Another way of saying this – these visions have become self-perpetuating.

The obvious question then becomes, how do we create new attractors?

The process for turning our visions into attractors, as it is currently envisioned, will involve the following five steps:

  1. Start with a vision
  2. Add dimension and realism
  3. Build elements of purpose
  4. Create relevance to the world we live in today
  5. Rinse and repeat

Realism and purpose help drive viability in the minds of the visionaries, but the key to building a new attractor comes with an ever-expanding body of work. Stories lead to other stories and artwork and movies need to lead to other artwork and movies.

Once a sufficient body of work is in place, the vision will begin to exert its own influence on the world.

Step 5 – Unleashing the Vision

At a point where the body of work reaches a suitable level for mass consumption, a strategy will be put into place for publishing the visions.

There are many ways to “infect” the world with an idea-virus, so this becomes a critical decision point.
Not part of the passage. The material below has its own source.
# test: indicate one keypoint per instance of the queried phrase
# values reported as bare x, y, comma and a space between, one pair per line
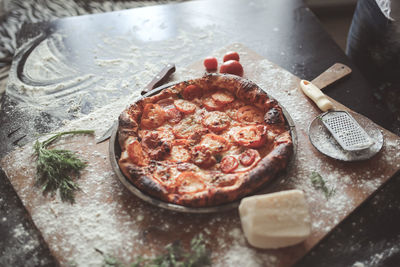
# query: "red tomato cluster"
231, 64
Some options include traditional media such as radio, television, and newspapers, but may also include more viral components like YouTube videos, blogs, mobile apps, and social media.

The primary objective at this stage is to begin the global conversation and start influencing the influencers.
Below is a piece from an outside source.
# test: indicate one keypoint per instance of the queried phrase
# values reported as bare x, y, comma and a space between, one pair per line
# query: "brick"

Once the concepts are in place, competitions, prizes, and other incentivize can be used to build awareness.

Step 6 – Monitor the Results – Anticipatory Analytics

Anticipatory analytics is the tool that I have devised for “communicating with the future.”
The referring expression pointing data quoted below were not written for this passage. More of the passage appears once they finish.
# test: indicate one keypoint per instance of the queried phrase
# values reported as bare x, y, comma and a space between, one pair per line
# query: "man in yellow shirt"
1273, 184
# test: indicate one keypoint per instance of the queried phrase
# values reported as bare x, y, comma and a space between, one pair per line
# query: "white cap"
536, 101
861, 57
Communication, in its most basic form, is nothing more than a signal sent and a signal received. By unleashing the vision as described in step 5, we are sending out a signal in the present for people to receive in the future. These visions will be tagged with unique keyword phrases for us to monitor.

That is the “signal sent.”

Once people have immersed themselves with the concepts and visions, and start integrating the keyword phrases into their daily conversations, we can begin to assess the impact they are having. By monitoring keyword usage through Google searches and with other tools, we can evaluate both short term and long term effects.

This is the “signal received.”

When the frequency of keyword phrases reaches critical mass inside of the “global conversation” we can determine:

  1. When the vision will become self-perpetuating
  2. When the market is ready for products and services related to the vision

Once there is a sufficient body of work and sufficient global conversation, the visions becomes self-perpetuating, and the future will happen quicker

Our Goal

Our goal in doing this is to test the theories of the “communicating with the future” process.

Our first meeting will take play on May 24, 2011

We hope to build a cohesive community that becomes emboldened around the theme of micro agronomy. Once the community is ready, our plan is to host a weekend event where talented and creative people come together to build a series of long-term visions of the future.

After that has been completed, we hope to be able to unleash these visions in a way where they can begin to influence the global conversation.

Our plan is to go through each of the steps above, and if done correctly, begin to reorient the world’s thinking around micro agronomy.

This is our first attempt at doing something like this, so we expect to encounter a number of failures along the way. When we do, we will adjust and move on.

Final Thoughts

As you’re reading through this, there are many questions that will come to mind. And I’d love to hear your thoughts.

In a recent conversation, a close friend of mine listened to my thoughts on this topic and asked me, “When it comes to controlling the future, how much control do we really have?”

To this I answered:

  • “We can ignite the spark”
  • “We can drive the vision”
  • “We can cause the world to take notice”
  • “We can implant new visions into the minds of the decision makers”
  • “We can track the progress”
  • “We can act on the results”

He then persisted, “No seriously! How much control do we really have?”

I concluded, “It’s less than we want, but more than we think.”